Gradient Descent and the Learning Rate

You now have a loss function — a number measuring how wrong the network is. The goal of training is to minimize this number by adjusting the weights. But a network may have millions of weights. You cannot try every possible combination. Gradient descent is the algorithm that makes minimization tractable: it uses the mathematical structure of the loss surface to find a direction that reduces loss, then takes a small step in that direction. Repeat millions of times, and the weights converge to values that produce accurate predictions.

The Gradient as a Direction

The gradient of a function f(theta) with respect to its parameters theta is a vector of partial derivatives — one entry for each parameter. The partial derivative df/dw tells you the rate at which the loss changes when you increase w slightly, holding everything else fixed. Critical fact: the gradient points in the direction of steepest ascent (increase) of the loss. Moving in the opposite direction — negative gradient — is the direction of steepest descent. Simple one-dimensional example: suppose the loss as a function of a single weight w is: L(w) = (w - 3)^2 This is minimized at w = 3 (loss = 0). Suppose we start at w = 7. Then: dL/dw = 2(w - 3) = 2(7 - 3) = 8 The gradient is 8, pointing rightward (increasing w). To decrease loss, we move left — decrease w. We update: w_new = w - eta * (dL/dw) = 7 - eta * 8 where eta (eta) is the learning rate, a positive scalar controlling step size. If eta = 0.1: w_new = 7 - 0.1 * 8 = 7 - 0.8 = 6.2 The loss at w=6.2: (6.2-3)^2 = 10.24. Previously (at w=7): (7-3)^2 = 16. Loss decreased from 16 to 10.24 in one step. Next step: dL/dw at w=6.2 is 2(6.2-3) = 6.4. w_new = 6.2 - 0.1*6.4 = 5.56. And so on — each step moves w closer to 3.

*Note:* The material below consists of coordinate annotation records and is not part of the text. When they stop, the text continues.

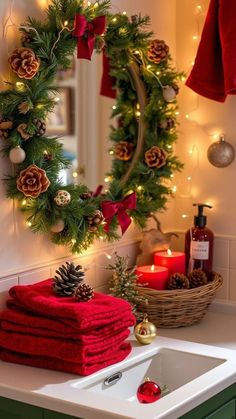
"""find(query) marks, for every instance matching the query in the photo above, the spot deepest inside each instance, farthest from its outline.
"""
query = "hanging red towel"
(66, 366)
(21, 321)
(40, 298)
(214, 72)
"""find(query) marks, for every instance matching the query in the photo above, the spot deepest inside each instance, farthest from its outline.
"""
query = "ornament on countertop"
(58, 226)
(155, 157)
(62, 198)
(32, 181)
(83, 293)
(169, 92)
(148, 391)
(24, 62)
(197, 278)
(67, 279)
(158, 51)
(17, 155)
(145, 332)
(177, 281)
(221, 153)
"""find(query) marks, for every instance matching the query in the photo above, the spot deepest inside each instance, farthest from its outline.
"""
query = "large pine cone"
(197, 278)
(24, 62)
(177, 281)
(67, 279)
(84, 292)
(124, 150)
(155, 157)
(32, 181)
(158, 51)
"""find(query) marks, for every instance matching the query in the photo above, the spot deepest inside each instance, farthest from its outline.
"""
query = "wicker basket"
(176, 308)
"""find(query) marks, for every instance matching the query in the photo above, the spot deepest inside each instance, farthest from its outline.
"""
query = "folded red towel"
(65, 366)
(66, 349)
(22, 321)
(214, 72)
(40, 298)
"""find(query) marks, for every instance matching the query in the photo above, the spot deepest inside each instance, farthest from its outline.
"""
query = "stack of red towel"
(41, 329)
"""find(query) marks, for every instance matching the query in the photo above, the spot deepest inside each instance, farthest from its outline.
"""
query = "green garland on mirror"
(142, 136)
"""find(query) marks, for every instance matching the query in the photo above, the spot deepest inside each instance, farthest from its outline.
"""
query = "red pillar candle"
(174, 261)
(153, 276)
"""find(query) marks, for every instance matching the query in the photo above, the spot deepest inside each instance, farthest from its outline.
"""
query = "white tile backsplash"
(5, 285)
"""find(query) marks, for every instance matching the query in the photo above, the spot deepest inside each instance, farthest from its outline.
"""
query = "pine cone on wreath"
(83, 293)
(197, 278)
(67, 279)
(158, 51)
(40, 127)
(177, 281)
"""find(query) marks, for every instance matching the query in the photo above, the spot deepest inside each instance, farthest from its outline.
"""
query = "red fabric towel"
(66, 366)
(28, 323)
(64, 349)
(40, 298)
(214, 72)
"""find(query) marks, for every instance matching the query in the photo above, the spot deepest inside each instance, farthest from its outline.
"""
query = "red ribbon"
(112, 208)
(86, 33)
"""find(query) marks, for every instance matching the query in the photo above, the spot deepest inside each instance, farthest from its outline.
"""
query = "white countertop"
(61, 392)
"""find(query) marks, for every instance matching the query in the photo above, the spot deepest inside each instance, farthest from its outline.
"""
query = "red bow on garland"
(86, 32)
(112, 208)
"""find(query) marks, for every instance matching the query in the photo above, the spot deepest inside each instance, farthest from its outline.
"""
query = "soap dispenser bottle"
(199, 243)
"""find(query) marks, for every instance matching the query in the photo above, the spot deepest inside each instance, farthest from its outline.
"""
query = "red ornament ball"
(148, 392)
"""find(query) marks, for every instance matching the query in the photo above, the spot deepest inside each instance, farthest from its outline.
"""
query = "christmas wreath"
(138, 74)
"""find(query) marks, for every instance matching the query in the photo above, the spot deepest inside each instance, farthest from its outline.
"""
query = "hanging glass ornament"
(58, 226)
(221, 153)
(17, 155)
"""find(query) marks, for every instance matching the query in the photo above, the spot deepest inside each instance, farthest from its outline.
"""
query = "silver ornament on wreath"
(221, 153)
(17, 155)
(62, 198)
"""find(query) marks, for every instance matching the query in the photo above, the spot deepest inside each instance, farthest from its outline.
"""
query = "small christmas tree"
(123, 283)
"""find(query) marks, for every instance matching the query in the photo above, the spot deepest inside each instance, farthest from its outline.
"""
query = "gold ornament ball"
(62, 198)
(145, 332)
(17, 155)
(221, 153)
(169, 93)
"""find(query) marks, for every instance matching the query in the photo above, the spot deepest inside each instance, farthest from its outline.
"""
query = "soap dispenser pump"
(199, 243)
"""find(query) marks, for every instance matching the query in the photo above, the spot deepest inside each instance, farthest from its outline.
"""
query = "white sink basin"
(169, 367)
(192, 372)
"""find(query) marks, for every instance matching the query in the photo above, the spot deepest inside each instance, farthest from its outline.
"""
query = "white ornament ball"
(62, 198)
(17, 155)
(169, 93)
(221, 153)
(58, 226)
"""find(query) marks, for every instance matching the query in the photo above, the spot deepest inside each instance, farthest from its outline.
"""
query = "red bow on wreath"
(86, 32)
(112, 208)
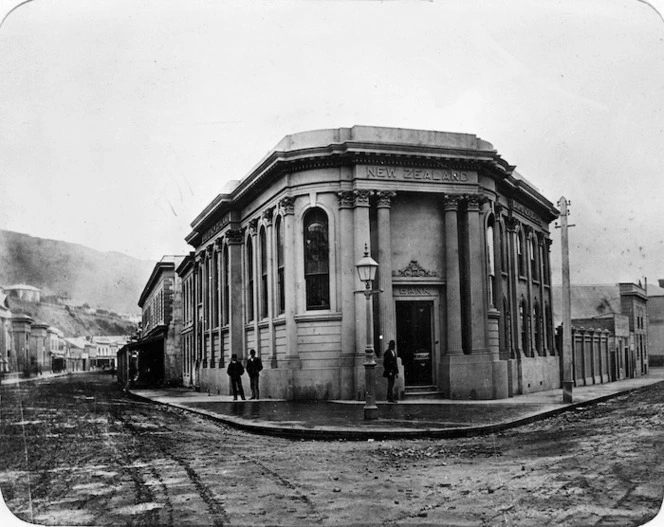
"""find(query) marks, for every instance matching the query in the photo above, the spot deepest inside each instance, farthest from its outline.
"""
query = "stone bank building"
(461, 239)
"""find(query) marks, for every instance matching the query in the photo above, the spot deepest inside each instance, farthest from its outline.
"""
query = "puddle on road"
(138, 509)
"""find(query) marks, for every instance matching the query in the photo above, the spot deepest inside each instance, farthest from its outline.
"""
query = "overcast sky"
(120, 120)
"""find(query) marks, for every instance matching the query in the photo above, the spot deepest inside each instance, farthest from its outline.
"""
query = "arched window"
(506, 325)
(503, 251)
(316, 259)
(548, 326)
(264, 288)
(534, 274)
(250, 280)
(545, 263)
(491, 264)
(281, 300)
(523, 315)
(537, 323)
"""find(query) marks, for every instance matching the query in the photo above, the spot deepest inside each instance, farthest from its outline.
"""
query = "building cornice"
(369, 145)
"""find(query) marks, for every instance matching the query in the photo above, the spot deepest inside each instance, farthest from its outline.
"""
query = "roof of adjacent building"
(21, 287)
(78, 342)
(588, 301)
(167, 262)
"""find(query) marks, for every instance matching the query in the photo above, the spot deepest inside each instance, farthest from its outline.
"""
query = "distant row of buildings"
(461, 242)
(31, 348)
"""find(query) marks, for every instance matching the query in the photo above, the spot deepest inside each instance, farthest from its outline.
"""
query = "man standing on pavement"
(254, 367)
(235, 371)
(390, 370)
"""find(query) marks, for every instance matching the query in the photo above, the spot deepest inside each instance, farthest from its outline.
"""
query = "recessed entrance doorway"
(414, 341)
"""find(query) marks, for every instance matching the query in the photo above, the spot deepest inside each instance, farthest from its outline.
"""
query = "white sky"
(120, 120)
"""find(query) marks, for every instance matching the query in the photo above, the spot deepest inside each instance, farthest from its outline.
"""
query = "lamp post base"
(370, 408)
(567, 391)
(370, 413)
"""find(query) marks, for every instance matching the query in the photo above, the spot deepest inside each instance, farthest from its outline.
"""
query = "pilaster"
(287, 205)
(347, 284)
(452, 276)
(235, 302)
(387, 316)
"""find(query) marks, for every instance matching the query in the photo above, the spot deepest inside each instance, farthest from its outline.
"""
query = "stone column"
(511, 225)
(452, 276)
(476, 275)
(197, 317)
(253, 233)
(235, 301)
(269, 247)
(386, 314)
(347, 273)
(290, 285)
(210, 302)
(362, 240)
(220, 263)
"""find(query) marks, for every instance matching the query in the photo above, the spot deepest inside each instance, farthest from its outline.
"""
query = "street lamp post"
(366, 270)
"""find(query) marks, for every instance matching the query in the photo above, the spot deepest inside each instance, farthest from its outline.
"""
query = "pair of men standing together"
(235, 371)
(254, 366)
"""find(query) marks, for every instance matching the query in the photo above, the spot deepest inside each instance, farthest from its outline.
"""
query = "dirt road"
(78, 451)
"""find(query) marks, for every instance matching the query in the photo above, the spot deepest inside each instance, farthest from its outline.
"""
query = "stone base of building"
(292, 383)
(538, 374)
(475, 376)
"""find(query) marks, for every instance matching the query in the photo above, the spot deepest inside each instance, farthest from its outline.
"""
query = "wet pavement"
(410, 418)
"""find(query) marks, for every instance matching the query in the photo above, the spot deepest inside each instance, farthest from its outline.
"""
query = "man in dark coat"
(235, 371)
(254, 367)
(390, 370)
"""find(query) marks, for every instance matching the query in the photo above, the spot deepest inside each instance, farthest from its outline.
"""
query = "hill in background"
(75, 321)
(108, 280)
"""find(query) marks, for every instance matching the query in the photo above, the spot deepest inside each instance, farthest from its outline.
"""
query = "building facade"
(155, 358)
(622, 311)
(461, 239)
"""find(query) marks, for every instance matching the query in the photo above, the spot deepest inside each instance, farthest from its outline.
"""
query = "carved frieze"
(385, 198)
(346, 199)
(413, 270)
(287, 204)
(362, 197)
(451, 201)
(234, 236)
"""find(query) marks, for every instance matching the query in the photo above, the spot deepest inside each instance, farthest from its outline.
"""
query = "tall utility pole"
(568, 378)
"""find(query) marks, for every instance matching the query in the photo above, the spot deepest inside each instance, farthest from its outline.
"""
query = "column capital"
(362, 197)
(253, 225)
(346, 199)
(451, 201)
(511, 223)
(267, 216)
(287, 204)
(385, 198)
(473, 201)
(234, 236)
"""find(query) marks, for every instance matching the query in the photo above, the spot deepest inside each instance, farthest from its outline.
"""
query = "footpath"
(410, 418)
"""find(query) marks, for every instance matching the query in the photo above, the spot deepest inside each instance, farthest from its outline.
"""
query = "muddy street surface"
(77, 450)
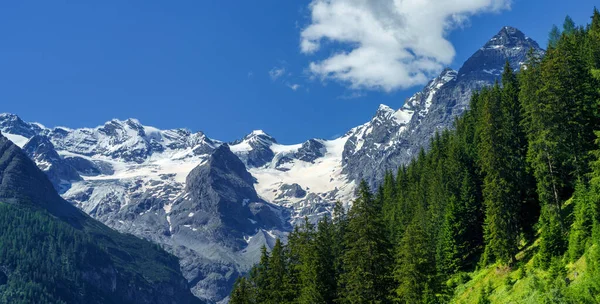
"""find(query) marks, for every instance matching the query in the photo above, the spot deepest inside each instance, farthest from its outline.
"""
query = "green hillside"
(504, 208)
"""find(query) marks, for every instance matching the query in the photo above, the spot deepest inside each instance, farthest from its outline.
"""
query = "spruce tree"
(242, 292)
(366, 260)
(500, 188)
(553, 36)
(277, 275)
(260, 278)
(415, 261)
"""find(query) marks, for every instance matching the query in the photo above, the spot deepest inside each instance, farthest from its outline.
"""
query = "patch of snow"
(18, 140)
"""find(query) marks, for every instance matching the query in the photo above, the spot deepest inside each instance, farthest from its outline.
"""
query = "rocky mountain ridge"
(214, 204)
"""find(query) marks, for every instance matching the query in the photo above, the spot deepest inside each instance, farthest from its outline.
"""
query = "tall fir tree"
(500, 189)
(367, 258)
(414, 270)
(242, 292)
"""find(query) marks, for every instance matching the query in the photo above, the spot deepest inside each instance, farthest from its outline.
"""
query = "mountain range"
(215, 204)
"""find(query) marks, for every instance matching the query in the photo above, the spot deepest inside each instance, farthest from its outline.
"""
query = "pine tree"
(553, 36)
(242, 292)
(260, 278)
(581, 230)
(460, 237)
(569, 26)
(501, 189)
(366, 261)
(277, 275)
(415, 265)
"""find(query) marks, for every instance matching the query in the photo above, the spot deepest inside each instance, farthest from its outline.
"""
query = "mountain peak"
(22, 182)
(510, 37)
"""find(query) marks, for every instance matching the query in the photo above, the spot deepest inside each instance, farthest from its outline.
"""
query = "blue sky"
(228, 67)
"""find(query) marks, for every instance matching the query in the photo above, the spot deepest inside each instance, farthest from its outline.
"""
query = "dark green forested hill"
(50, 252)
(505, 208)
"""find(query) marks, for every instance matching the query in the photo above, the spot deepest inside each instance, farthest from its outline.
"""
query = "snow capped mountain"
(214, 204)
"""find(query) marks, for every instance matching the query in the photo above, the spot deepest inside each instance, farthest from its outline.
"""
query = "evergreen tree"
(569, 26)
(500, 188)
(277, 275)
(415, 265)
(585, 216)
(460, 239)
(553, 36)
(242, 292)
(260, 278)
(366, 260)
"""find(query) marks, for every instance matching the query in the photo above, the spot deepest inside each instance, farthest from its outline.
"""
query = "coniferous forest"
(504, 208)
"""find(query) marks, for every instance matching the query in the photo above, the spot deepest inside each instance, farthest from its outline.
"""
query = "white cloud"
(386, 44)
(293, 86)
(276, 73)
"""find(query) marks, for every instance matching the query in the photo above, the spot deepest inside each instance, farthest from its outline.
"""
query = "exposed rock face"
(254, 149)
(393, 138)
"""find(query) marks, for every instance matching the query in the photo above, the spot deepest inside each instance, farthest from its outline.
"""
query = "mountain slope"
(51, 252)
(147, 182)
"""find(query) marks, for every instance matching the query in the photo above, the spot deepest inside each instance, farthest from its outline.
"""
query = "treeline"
(522, 164)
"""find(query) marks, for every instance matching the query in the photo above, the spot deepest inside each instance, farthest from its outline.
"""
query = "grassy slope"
(524, 283)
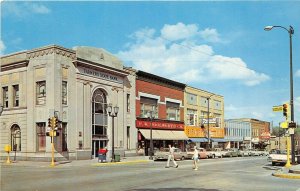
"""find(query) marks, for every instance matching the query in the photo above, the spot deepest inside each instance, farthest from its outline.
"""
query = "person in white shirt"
(171, 157)
(195, 158)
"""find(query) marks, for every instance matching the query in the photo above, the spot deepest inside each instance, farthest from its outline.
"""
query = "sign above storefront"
(159, 125)
(100, 75)
(265, 135)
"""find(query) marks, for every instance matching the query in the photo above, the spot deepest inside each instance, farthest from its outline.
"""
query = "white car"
(279, 157)
(215, 153)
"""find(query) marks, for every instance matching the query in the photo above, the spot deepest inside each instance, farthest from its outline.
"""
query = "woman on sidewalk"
(195, 158)
(171, 157)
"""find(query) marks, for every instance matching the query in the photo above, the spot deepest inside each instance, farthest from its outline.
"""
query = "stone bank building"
(76, 85)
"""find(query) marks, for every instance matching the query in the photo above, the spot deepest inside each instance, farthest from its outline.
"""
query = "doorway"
(97, 144)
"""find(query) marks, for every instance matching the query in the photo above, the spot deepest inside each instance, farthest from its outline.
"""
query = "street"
(224, 174)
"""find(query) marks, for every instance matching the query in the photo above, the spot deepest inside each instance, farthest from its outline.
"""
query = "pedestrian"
(171, 157)
(195, 158)
(102, 154)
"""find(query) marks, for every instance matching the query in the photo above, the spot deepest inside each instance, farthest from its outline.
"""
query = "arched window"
(99, 112)
(15, 137)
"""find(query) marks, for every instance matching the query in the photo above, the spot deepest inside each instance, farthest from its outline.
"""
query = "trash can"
(101, 157)
(298, 159)
(117, 157)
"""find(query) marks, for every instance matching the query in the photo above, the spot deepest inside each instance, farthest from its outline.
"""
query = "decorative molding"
(51, 50)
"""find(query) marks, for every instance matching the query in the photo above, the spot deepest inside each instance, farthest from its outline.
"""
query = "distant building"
(164, 100)
(280, 143)
(204, 110)
(238, 134)
(247, 133)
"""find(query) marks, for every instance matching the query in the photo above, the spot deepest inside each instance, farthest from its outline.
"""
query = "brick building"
(163, 99)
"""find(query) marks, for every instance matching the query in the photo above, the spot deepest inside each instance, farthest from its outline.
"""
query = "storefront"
(163, 134)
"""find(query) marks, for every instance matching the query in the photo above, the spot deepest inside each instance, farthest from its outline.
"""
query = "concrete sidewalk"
(91, 162)
(291, 173)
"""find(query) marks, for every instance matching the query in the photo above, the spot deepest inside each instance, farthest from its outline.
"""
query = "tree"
(278, 131)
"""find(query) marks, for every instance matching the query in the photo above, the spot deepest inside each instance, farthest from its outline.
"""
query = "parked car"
(277, 157)
(255, 152)
(202, 153)
(215, 152)
(246, 152)
(163, 154)
(233, 152)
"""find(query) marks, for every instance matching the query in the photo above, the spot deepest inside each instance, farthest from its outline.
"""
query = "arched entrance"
(15, 134)
(99, 121)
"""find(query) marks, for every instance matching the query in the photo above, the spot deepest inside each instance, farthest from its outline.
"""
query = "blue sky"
(216, 46)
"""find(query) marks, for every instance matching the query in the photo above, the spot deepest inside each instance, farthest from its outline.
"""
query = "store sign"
(159, 125)
(100, 75)
(265, 135)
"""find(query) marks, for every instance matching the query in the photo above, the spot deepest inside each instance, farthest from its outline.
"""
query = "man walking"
(195, 158)
(171, 157)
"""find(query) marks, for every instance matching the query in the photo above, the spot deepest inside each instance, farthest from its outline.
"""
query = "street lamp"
(291, 32)
(150, 116)
(113, 115)
(208, 134)
(1, 109)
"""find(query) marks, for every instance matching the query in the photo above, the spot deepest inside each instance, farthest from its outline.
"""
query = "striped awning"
(219, 140)
(199, 140)
(164, 134)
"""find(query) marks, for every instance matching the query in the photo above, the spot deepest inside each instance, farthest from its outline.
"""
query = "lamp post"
(1, 109)
(150, 116)
(290, 30)
(112, 115)
(208, 134)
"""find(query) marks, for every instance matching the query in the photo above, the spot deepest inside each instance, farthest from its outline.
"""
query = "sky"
(217, 46)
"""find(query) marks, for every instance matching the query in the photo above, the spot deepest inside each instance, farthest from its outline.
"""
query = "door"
(98, 144)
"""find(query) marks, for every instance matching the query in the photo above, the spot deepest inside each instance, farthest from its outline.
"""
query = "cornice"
(52, 49)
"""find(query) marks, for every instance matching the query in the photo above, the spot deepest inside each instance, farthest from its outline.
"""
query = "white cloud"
(22, 9)
(179, 31)
(177, 53)
(210, 35)
(2, 47)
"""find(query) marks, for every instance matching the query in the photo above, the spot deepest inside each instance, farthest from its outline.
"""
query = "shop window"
(128, 103)
(191, 99)
(16, 95)
(192, 117)
(128, 137)
(99, 115)
(64, 93)
(5, 96)
(16, 138)
(41, 137)
(41, 93)
(218, 105)
(64, 137)
(173, 111)
(148, 105)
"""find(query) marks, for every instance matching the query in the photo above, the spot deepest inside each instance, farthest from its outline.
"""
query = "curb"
(288, 176)
(119, 163)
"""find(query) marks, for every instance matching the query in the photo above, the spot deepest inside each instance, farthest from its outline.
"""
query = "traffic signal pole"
(52, 145)
(52, 124)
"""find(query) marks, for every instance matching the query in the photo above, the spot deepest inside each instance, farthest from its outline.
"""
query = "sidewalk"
(291, 173)
(91, 162)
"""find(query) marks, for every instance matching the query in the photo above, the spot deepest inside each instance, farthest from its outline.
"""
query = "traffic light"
(285, 110)
(55, 133)
(49, 122)
(56, 123)
(53, 122)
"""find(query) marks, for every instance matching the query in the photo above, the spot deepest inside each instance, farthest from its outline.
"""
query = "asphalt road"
(227, 174)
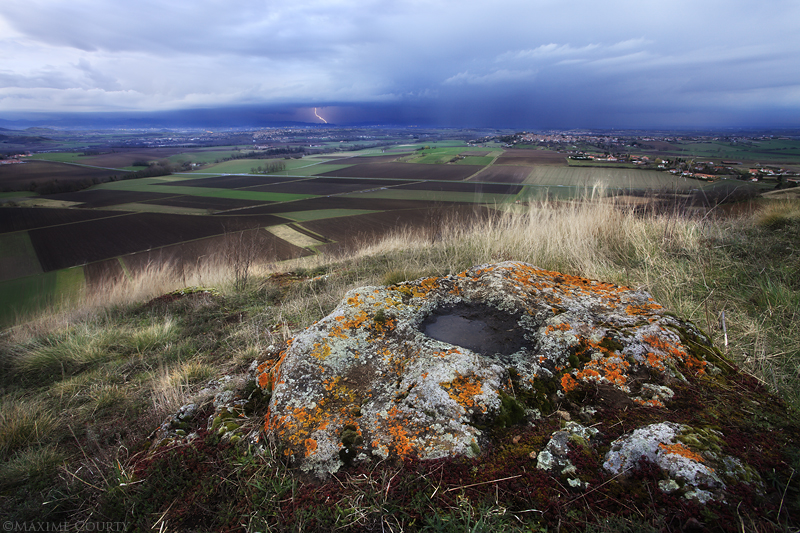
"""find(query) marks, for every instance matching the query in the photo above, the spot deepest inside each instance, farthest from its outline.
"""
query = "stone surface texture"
(367, 383)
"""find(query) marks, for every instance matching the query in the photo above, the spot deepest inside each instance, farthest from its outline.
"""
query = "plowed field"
(458, 186)
(504, 174)
(531, 157)
(351, 201)
(76, 244)
(20, 176)
(406, 171)
(24, 218)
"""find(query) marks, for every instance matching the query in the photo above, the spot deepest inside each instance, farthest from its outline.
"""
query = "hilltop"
(86, 387)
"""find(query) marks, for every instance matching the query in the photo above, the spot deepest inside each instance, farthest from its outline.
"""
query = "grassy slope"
(83, 388)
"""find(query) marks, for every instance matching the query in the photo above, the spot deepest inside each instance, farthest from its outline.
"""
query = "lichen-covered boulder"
(690, 458)
(428, 368)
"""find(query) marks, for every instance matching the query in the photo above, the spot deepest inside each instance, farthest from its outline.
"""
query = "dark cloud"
(524, 63)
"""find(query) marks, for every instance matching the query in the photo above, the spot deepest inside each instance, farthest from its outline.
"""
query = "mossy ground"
(85, 403)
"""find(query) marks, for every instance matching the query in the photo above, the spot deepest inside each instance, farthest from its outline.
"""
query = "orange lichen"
(568, 383)
(399, 431)
(425, 286)
(558, 327)
(664, 350)
(463, 389)
(679, 449)
(645, 309)
(338, 330)
(311, 446)
(649, 403)
(445, 353)
(321, 351)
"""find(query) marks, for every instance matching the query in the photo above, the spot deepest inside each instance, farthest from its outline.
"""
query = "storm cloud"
(527, 64)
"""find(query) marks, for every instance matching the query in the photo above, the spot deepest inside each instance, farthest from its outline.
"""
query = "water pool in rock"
(477, 327)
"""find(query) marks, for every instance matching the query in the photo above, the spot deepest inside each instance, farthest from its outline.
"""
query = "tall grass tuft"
(24, 422)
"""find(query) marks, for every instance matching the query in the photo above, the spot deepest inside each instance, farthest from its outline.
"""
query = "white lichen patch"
(370, 366)
(688, 456)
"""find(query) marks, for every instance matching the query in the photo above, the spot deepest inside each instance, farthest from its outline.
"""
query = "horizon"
(528, 65)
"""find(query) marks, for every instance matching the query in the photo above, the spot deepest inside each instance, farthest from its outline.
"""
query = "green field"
(439, 196)
(476, 160)
(59, 157)
(17, 255)
(319, 214)
(295, 167)
(614, 178)
(310, 170)
(598, 164)
(156, 208)
(207, 192)
(203, 157)
(19, 194)
(22, 296)
(778, 150)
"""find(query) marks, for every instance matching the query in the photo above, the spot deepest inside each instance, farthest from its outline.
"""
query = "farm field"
(532, 157)
(23, 175)
(613, 178)
(406, 171)
(319, 203)
(775, 150)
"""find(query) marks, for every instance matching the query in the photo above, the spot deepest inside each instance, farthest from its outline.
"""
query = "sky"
(526, 64)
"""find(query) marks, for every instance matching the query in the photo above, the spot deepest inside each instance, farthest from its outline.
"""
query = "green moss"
(534, 395)
(350, 440)
(380, 318)
(611, 344)
(701, 440)
(511, 411)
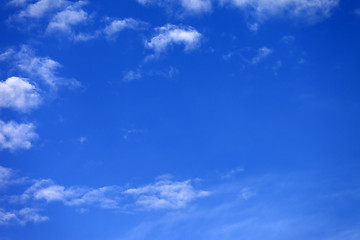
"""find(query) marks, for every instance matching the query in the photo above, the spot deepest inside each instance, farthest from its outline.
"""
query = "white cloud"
(308, 9)
(14, 136)
(46, 190)
(132, 75)
(7, 54)
(42, 68)
(232, 173)
(170, 34)
(19, 94)
(41, 8)
(118, 25)
(166, 194)
(261, 54)
(357, 11)
(189, 6)
(66, 19)
(6, 175)
(22, 216)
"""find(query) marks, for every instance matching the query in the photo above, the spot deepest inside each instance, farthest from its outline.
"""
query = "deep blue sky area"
(179, 119)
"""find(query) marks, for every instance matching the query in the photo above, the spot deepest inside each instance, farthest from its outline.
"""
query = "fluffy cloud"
(22, 216)
(41, 68)
(170, 34)
(14, 136)
(105, 197)
(118, 25)
(166, 194)
(162, 195)
(40, 8)
(64, 20)
(307, 9)
(19, 94)
(189, 6)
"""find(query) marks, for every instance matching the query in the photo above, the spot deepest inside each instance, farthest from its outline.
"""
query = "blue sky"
(188, 119)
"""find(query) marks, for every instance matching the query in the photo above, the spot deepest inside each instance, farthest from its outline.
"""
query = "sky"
(179, 119)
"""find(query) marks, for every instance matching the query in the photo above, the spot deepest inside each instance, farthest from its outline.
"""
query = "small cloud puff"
(261, 54)
(19, 94)
(118, 25)
(15, 136)
(171, 34)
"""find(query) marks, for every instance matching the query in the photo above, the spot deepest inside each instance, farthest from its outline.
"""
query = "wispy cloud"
(22, 216)
(186, 6)
(166, 194)
(262, 53)
(40, 8)
(15, 136)
(118, 25)
(169, 35)
(232, 173)
(306, 9)
(42, 70)
(19, 94)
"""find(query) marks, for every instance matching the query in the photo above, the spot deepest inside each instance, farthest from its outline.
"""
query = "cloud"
(357, 12)
(41, 8)
(118, 25)
(307, 9)
(19, 94)
(132, 75)
(232, 173)
(14, 136)
(41, 68)
(261, 54)
(165, 194)
(66, 19)
(188, 6)
(22, 216)
(46, 190)
(170, 34)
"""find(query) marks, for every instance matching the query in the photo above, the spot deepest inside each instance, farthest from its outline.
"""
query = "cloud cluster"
(166, 194)
(171, 34)
(161, 195)
(22, 216)
(306, 9)
(24, 93)
(188, 6)
(118, 25)
(309, 10)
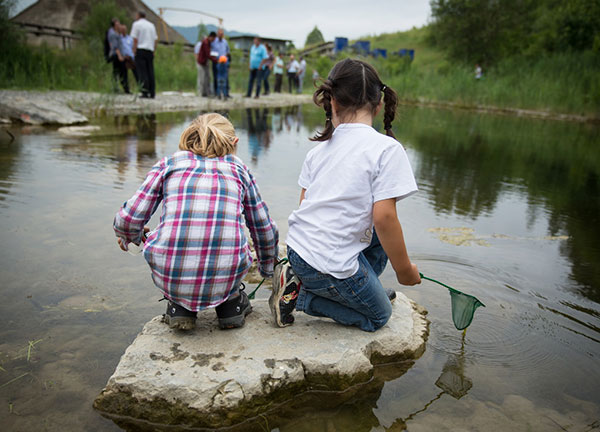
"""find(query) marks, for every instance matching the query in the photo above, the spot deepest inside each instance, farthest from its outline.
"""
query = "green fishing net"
(463, 308)
(463, 305)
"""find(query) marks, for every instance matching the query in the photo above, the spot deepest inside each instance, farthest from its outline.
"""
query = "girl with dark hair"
(346, 228)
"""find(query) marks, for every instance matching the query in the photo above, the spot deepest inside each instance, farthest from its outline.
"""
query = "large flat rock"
(211, 378)
(38, 109)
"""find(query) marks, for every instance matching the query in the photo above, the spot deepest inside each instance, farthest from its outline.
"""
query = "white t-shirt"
(145, 33)
(343, 177)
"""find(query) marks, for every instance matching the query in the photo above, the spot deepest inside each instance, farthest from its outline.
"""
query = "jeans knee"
(384, 318)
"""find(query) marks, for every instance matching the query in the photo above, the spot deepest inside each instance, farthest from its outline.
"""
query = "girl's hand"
(410, 277)
(121, 244)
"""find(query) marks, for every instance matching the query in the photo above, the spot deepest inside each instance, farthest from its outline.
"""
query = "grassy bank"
(559, 82)
(562, 82)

The learning rate eta is one of the most important hyperparameters in training. Its effect: Too large (e.g., eta = 2.0): In our example, w_new = 7 - 2.0*8 = 7 - 16 = -9. Now loss = (-9-3)^2 = 144 — worse than we started. A very large learning rate causes the updates to overshoot the minimum, bouncing between large values and possibly diverging (loss grows without bound). Too small (e.g., eta = 0.0001): w_new = 7 - 0.0001*8 = 6.9992. Progress is negligible. Training would require millions of steps to converge. For large datasets, this means impractically long training times. Just right: eta = 0.1 in our example produces reasonable progress each step. In practice, values like 0.01, 0.001, or 0.0001 are common starting points for deep networks, and learning rate schedulers often reduce eta automatically during training as the model approaches convergence.

Stochastic and Mini-Batch Gradient Descent

Full-batch gradient descent computes the gradient over the entire training set before taking one step. For millions of examples, this is computationally prohibitive. Stochastic gradient descent (SGD) takes one training example at a time, computing a noisy estimate of the gradient. Each step is cheap but noisy — the estimated gradient varies a lot from example to example. Mini-batch gradient descent is the practical compromise: compute the gradient on a small batch (typically 32 to 512 examples), then update. The batch estimate is less noisy than single-example SGD, and the computation is far cheaper than full-batch. When practitioners say 'SGD,' they almost always mean mini-batch SGD. The noise in mini-batch gradients is not purely a drawback — it acts as a form of regularization, helping the model escape sharp local minima and find flatter, more generalizable solutions.